What is Franchising?

Franchising is a business arrangement that allows one business (the franchisee) to make use of the brand, trademark, products, services and proven business strategies of another business (the franchisor) for a mutually agreeable fee and within the terms specified in the Franchise Agreement.

What is Licensing?

Licensing is a business relationship in which one business (the licensee) is legally allowed to generate, establish and expand their revenue streams using a product, service, technology or any other asset owned by another business (the licensor) for a fee, over a period of time.

Franchising vs Licensing – The Comparison

The notable points that separate franchising and licensing from each other are detailed below:

Control Over Assets and Operations

A franchise business may or may not own the assets acquired from the franchisor. Typically, the franchisor and the franchisee share the ownership of the inventory, while other assets are either financed by the franchisee via external funding or leased directly from the franchisor.

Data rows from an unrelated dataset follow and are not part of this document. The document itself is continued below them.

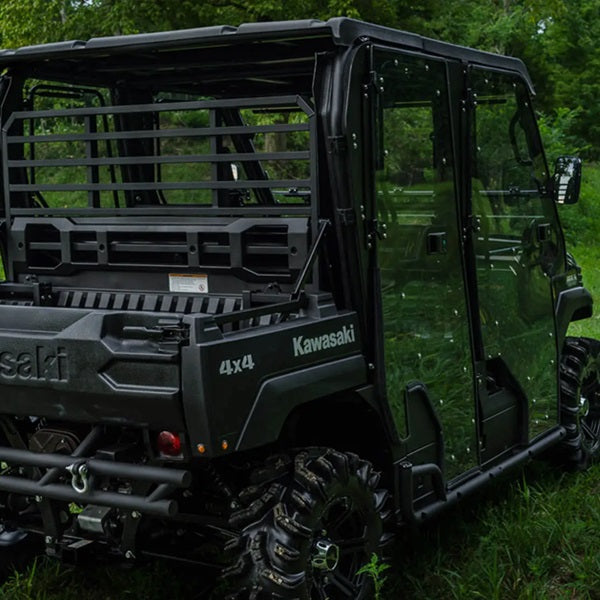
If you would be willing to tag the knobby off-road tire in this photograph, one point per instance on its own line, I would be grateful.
(580, 401)
(306, 535)
(17, 550)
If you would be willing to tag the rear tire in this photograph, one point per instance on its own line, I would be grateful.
(17, 550)
(580, 401)
(306, 535)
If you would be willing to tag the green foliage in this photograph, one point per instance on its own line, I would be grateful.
(375, 569)
(556, 131)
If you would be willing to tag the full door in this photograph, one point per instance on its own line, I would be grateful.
(425, 323)
(519, 248)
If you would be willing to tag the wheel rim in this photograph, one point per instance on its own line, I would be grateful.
(344, 538)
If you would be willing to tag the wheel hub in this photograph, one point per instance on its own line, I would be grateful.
(326, 555)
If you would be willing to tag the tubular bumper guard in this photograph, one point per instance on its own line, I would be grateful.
(85, 472)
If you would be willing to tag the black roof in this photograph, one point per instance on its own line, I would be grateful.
(310, 34)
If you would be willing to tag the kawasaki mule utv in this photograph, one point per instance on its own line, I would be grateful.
(271, 291)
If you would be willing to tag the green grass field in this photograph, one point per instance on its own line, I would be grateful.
(533, 536)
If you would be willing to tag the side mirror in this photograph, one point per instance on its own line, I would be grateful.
(567, 179)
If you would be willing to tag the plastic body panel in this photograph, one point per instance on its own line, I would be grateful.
(89, 365)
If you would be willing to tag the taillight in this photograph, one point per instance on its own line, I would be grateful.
(168, 443)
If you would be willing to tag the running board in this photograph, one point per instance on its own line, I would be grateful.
(407, 472)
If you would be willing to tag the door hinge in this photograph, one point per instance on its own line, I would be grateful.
(338, 144)
(347, 216)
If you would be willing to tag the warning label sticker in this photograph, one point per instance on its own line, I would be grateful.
(188, 284)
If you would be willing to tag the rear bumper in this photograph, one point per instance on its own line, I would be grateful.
(85, 475)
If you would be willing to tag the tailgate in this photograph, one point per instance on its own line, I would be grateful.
(90, 365)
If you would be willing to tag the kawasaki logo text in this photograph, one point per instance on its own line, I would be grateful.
(42, 364)
(303, 346)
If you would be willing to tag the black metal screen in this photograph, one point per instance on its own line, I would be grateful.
(201, 157)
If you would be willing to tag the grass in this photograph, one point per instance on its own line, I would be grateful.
(531, 537)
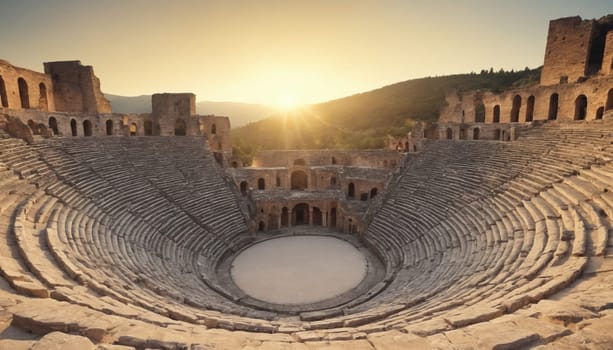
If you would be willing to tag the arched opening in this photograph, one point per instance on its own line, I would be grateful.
(243, 187)
(479, 112)
(317, 217)
(3, 97)
(23, 93)
(272, 221)
(599, 113)
(87, 128)
(351, 190)
(148, 126)
(218, 158)
(530, 109)
(299, 180)
(553, 107)
(53, 125)
(73, 127)
(284, 217)
(496, 116)
(301, 214)
(515, 109)
(373, 192)
(608, 105)
(42, 98)
(179, 127)
(109, 127)
(497, 134)
(580, 107)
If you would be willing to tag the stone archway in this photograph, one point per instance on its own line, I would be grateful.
(299, 181)
(300, 214)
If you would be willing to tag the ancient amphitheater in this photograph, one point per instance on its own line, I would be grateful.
(492, 230)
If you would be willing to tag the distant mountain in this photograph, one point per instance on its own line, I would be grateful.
(364, 120)
(239, 113)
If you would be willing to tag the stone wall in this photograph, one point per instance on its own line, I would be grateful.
(607, 59)
(534, 103)
(76, 88)
(288, 158)
(567, 51)
(36, 88)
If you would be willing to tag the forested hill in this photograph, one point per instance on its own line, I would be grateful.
(363, 120)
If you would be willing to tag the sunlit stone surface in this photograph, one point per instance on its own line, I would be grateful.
(298, 269)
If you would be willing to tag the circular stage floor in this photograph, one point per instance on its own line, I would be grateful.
(298, 269)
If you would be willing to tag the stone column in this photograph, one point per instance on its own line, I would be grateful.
(310, 215)
(289, 217)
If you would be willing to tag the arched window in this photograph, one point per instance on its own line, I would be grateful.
(317, 217)
(3, 97)
(42, 98)
(73, 127)
(530, 109)
(109, 127)
(149, 128)
(553, 107)
(351, 190)
(497, 134)
(87, 128)
(53, 125)
(515, 109)
(23, 93)
(299, 180)
(599, 112)
(480, 112)
(496, 117)
(580, 107)
(608, 105)
(301, 214)
(179, 127)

Additionally, the franchisee is required to run the daily operations under the guidance and watch of the franchisor.

Such complicated control sharing doesn’t exist in licensing models. The licensee purchases the rights to the asset and is, then, free to use it the way they please, subject to reasonable stipulations.

Fees and Other Costs

Comparing the costs involved in running a franchise to those involved in maintaining a licensing agreement is rather unreasonable. This is mainly because of the natures of these costs. Franchising requires the franchisee to raise initial working capital to pay for the franchise fees, legal fees, setting-up costs and other incidental expenses. In addition, recurring costs such as the franchisor royalties, personnel salaries and operational costs need to be accounted for, as well.

As far as licensing is concerned, it only involves two cost components – a fixed initial fee to acquire the licence and recurring fees (on an annual basis, in most cases) to keep the licence.

Business Support

The extra costs involved with franchising are justified by the thorough and ongoing business support that franchisors offer. Since every franchise operates under the franchisor’s brand name, responsible franchisors make every effort to extend technical and operational support.

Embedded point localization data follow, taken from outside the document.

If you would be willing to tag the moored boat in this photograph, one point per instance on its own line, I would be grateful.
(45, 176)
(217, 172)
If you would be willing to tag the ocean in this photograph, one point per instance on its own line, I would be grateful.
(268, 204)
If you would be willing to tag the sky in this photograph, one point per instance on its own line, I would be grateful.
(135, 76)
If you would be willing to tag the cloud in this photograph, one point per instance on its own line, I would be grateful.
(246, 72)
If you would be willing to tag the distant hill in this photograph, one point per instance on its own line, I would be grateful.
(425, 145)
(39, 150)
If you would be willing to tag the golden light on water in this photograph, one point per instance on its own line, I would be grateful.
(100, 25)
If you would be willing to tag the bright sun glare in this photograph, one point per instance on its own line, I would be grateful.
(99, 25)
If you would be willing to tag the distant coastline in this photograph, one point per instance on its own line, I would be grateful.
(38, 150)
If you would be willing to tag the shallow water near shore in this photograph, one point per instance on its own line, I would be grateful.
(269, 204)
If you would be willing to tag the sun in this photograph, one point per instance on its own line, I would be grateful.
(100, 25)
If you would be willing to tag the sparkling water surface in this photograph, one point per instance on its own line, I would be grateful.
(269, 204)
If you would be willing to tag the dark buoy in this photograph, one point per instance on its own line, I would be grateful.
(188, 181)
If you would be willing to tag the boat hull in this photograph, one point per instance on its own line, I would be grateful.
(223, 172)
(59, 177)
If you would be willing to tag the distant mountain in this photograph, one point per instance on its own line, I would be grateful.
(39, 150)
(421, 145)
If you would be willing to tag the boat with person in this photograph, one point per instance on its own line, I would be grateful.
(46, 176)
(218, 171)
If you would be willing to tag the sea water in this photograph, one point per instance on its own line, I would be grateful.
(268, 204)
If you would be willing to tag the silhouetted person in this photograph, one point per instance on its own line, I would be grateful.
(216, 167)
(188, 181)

As far as licensing is concerned, the licensor has no legal responsibility towards the licensee. The support extended by the licensor is, hence, limited in scope.

Revenue

Franchise businesses are built to make the most of existing market demand for products and services. Franchisees don’t have to work towards creating or building the demand – the franchisor’s brand is what generates the revenue for them.

This advantage isn’t available for licensee businesses. Thus, licensees are forced to find ways to integrate the licence into their business processes in the best way they can.

Franchising vs Licensing – Summary

  Licensing Franchising
Ownership and Control Licensees enjoy greater control. Franchisors enjoy greater control.
Costs Involved
  • Licensing fees
  • Royalties (if applicable)
  • Franchise fees
  • Servicing charges
  • Initial working capital
  • Operational costs
  • Royalties (if applicable)
Income Based on the licensee’s business model Based on the franchisor’s business model and brand
Support Limited in scope Franchisors offer extensive support.